Will strain-specific mRNA lead to better protection?
It is difficult to predict. This depends in part on the amount of BA.4 and BA.5 still circulating at the time of the hits and how well the other dominant type matches them. It also depends on how many people have immunity from a recent infection.
In a preprint posted on medRxiv on Aug. 26, Cromer and colleagues attempt to quantify the potential impact of strain-specific vaccines. They combined data from eight clinical trial reports that compared vaccines based on the original spike protein with formulations targeted to the Beta, Delta and Omicron BA.1 strains. All studies measured the ability of recipient serum to neutralize virus variants in the laboratory.
They found that the biggest effect came from the administration of any booster: On average, an additional dose of a vaccine encoding the spike protein of the ancestral virus resulted in an 11-fold increase in neutralizing antibodies against all variants.

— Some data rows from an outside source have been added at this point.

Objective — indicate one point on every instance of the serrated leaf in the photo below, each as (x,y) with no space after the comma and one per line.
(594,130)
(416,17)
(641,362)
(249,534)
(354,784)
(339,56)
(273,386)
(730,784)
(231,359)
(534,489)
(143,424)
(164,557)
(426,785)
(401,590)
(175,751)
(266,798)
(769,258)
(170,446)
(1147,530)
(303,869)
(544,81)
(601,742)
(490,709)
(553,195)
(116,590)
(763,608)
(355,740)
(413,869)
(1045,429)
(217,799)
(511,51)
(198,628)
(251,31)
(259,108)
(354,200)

But strain-specific vaccines improved things slightly. Recipients of the updated vaccines had antibody levels on average 1.5 times higher than those who received an ancestral vaccine. Even if the vaccine didn’t exactly match the viral strain, it still had some benefits.

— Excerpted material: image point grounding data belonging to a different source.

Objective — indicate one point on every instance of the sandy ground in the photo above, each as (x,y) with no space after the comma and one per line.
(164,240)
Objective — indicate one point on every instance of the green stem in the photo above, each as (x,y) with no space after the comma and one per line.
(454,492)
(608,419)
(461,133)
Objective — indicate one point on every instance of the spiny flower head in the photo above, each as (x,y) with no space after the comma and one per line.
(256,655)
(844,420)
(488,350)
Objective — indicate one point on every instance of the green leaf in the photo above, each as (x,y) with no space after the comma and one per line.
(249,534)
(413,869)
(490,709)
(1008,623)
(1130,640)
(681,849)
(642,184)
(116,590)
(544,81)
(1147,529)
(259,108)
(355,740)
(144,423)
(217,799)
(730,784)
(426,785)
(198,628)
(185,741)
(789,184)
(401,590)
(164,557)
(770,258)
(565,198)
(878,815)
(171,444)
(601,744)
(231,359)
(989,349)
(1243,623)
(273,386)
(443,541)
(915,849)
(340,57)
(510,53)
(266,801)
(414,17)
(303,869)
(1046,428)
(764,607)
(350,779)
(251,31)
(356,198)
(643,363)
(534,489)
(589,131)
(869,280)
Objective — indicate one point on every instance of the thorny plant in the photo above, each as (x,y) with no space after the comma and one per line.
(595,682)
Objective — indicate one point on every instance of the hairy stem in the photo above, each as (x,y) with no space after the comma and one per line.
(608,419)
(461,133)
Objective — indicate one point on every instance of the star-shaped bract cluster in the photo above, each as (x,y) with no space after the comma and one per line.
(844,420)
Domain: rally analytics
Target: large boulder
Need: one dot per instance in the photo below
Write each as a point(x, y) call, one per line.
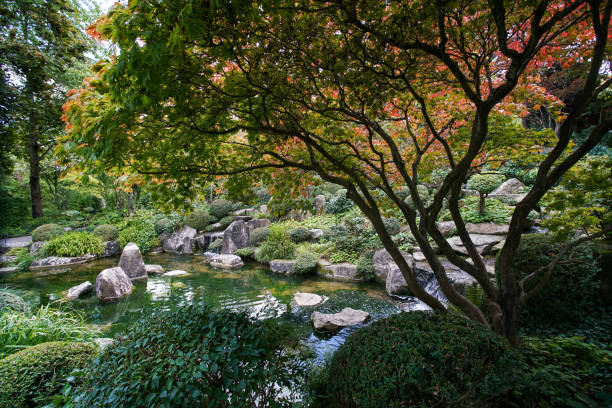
point(226, 261)
point(236, 236)
point(180, 241)
point(113, 284)
point(320, 203)
point(131, 262)
point(335, 321)
point(111, 248)
point(76, 291)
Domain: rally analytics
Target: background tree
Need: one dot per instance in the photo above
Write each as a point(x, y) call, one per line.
point(42, 46)
point(369, 95)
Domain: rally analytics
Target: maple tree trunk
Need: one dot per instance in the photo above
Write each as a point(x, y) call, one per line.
point(35, 193)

“A variant-modified booster will give you a better booster than an ancestral-based booster, even if it doesn’t match, but the most important thing is to breed at all,” says Cromer. “Don’t throw out all those ancestral-based boosters! They can do a good deal of the work for you.”
Strain-adapted enhancers also had some benefit at the population level, according to Cromer’s models, although much depends on the existing levels of immunity in a population. If, for example, a population already has 86% protection against severe disease, boosters of the ancestral strain can increase that to 98%, and updated boosters to 98.8%. That might not sound like much, Cromer admits, “but if you have a large population and limited hospital beds, it can make a difference.”

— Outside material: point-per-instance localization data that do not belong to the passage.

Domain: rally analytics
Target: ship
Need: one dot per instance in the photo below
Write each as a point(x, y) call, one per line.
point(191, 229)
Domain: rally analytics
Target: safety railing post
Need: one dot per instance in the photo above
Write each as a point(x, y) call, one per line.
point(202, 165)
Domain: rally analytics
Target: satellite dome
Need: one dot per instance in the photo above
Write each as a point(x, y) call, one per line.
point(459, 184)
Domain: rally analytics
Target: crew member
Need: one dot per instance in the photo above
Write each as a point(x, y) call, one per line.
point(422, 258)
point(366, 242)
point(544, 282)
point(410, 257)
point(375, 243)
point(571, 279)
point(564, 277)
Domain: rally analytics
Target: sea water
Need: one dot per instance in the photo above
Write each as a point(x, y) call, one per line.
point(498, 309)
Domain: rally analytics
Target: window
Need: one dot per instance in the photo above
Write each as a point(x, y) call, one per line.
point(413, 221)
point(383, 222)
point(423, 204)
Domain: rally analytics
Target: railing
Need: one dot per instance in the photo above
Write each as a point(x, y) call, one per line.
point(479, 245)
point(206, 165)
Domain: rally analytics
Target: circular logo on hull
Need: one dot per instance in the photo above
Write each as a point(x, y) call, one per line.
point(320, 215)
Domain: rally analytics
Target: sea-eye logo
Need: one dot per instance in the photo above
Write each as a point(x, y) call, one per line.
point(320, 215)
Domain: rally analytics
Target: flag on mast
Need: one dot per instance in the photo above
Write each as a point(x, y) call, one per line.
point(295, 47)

If the benefits are limited, do we really need the new boosters?
Some scientists don’t think we do. Paul Offit, a vaccine researcher at the Children’s Hospital of Philadelphia, was one of two FDA committee members who voted against the companies’ request to make Omicron’s specific boosters. Offit doesn’t dispute that the new vaccines will have some benefit, but he doubts it’s worth the extra resources. Current COVID-19 vaccines still prevent the most severe outcomes, Offit says, and if the goal is to stop infections, even updated vaccines will have little impact.
That’s because the incubation period for COVID-19 — the time between being infected and infecting others — is very short, he says. Unless neutralizing antibody levels are already high, the immune system doesn’t have time to recognize and fight the virus in the few days between exposure and when someone sheds enough virus to infect others. Diseases like measles or rubella have a 2-week incubation period, which means that a vaccinated person’s immune memory cells can raise enough antibody production in time to prevent it from passing on. That’s why measles and rubella vaccines can stop the spread of those diseases, Offit says, while in the case of COVID-19, “even if 100% of the population had been vaccinated and the virus hadn’t evolved at all, the vaccines would to do a lot. little to stop streaming.”
Even so, Branche says, the enhanced immunity that updated vaccines can provide would pay off if new variants emerge. “We need to cover as much of the map as possible,” she says.